Com informações do Blog da Redação AND

No dia 11/11, estudantes de Campinas bloquearam uma das principais rodovias da região, a Rodovia Santos Dumont, com uma barricada de pneus em chamas. Os secundaristas deram exemplo de combatividade nesta ação em repúdio à contrarreforma do Ensino Médio e aos pacotes antipovo do gerenciamento Temer.

Em outras regiões da cidade, estudantes secundaristas também trancaram as principais vias da cidade nas regiões de periferia. Ao todo, mais de 300 estudantes estiveram nessa manhã de sexta empreendendo ações combativas em repúdio à contrarreforma do Ensino Médio e à draconiana PEC 55 (antiga PEC 241). Tomaram parte destes vigorosos atos o Comando das Escolas Ocupadas e ativistas da Unidade Vermelha.

Estudantes protestam contra ataques do gerenciamento Temer

A grande maioria dos estudantes tem atuado e se organizado cada vez mais em comissões e comandos de ocupação independentes. E, apesar das combativas manifestações terem sido realizadas no chamado “Dia Nacional de Luta” (convocado pelas centrais corporativizadas), os jovens não têm se dobrado à cooptação das mesmas, nem tampouco à suas sucursais trotskistas que, ao verem o rechaço de suas políticas oportunistas pela juventude, tem vergonhosamente deixado de apoiar a luta dos movimentos populares.

O combativo ato na Santos Dumond

O Comitê de Apoio ao AND de Campinas acompanhou o ato de corte de rodovia na Rodovia Santos Dumont. O Comando das Escolas Ocupadas solicitou a nossa presença e nos comunicou com antecedência. Por volta das 06:20 cerca de 15 estudantes bloquearam o sentido Indaiatuba-Campinas da rodovia estendendo uma faixa que se lia “Contra a PEC 241/55 e a Reforma do Ensino Médio”, partindo para o sentido contrário em seguida, onde com muita disposição e combatividade lançaram pneus na rodovia, incendiando-os em seguida.
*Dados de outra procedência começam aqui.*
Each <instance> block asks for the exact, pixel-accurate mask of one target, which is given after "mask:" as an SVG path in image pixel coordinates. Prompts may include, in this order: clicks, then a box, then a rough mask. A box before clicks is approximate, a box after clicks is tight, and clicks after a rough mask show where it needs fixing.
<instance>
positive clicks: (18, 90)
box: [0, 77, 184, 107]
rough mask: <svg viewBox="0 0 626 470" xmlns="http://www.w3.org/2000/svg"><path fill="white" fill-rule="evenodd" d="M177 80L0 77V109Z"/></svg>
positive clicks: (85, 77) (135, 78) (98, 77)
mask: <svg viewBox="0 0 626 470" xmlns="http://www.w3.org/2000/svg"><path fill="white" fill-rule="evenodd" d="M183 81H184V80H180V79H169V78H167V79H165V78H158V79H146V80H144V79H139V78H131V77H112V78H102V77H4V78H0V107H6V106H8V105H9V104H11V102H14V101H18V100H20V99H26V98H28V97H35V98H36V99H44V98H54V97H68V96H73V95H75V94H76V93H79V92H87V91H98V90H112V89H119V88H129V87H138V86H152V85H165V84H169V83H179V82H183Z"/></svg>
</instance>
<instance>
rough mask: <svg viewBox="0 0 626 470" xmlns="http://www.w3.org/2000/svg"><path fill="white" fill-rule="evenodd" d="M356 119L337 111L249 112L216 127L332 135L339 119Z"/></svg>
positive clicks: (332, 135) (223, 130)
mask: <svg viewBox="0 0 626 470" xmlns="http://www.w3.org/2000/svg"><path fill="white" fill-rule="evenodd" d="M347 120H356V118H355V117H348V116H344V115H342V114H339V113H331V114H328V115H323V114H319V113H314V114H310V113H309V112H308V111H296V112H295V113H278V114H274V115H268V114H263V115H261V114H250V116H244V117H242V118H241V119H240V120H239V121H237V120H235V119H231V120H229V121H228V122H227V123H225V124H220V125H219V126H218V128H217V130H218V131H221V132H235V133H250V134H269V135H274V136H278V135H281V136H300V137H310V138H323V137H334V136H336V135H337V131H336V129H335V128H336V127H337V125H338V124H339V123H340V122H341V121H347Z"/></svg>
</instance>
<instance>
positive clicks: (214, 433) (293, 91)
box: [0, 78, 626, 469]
Um pequeno incidente houve quando um indivíduo de mente apodrecida pela propaganda reacionária dos meios de comunicação tentou furar o bloqueio na avenida e quase incendiou seu próprio carro, nada que atrapalhasse a disposição e firmeza dos jovens. O protesto seguiu com gritos de palavra de ordem e uma pichação que surgiu no muro do canteiro central com a consigna “Rebelar-se é justo!”.

Com o trânsito bloqueado, a repressão teve dificuldade em acessar o local, e, quando chegou, os jovens já haviam se dispersado.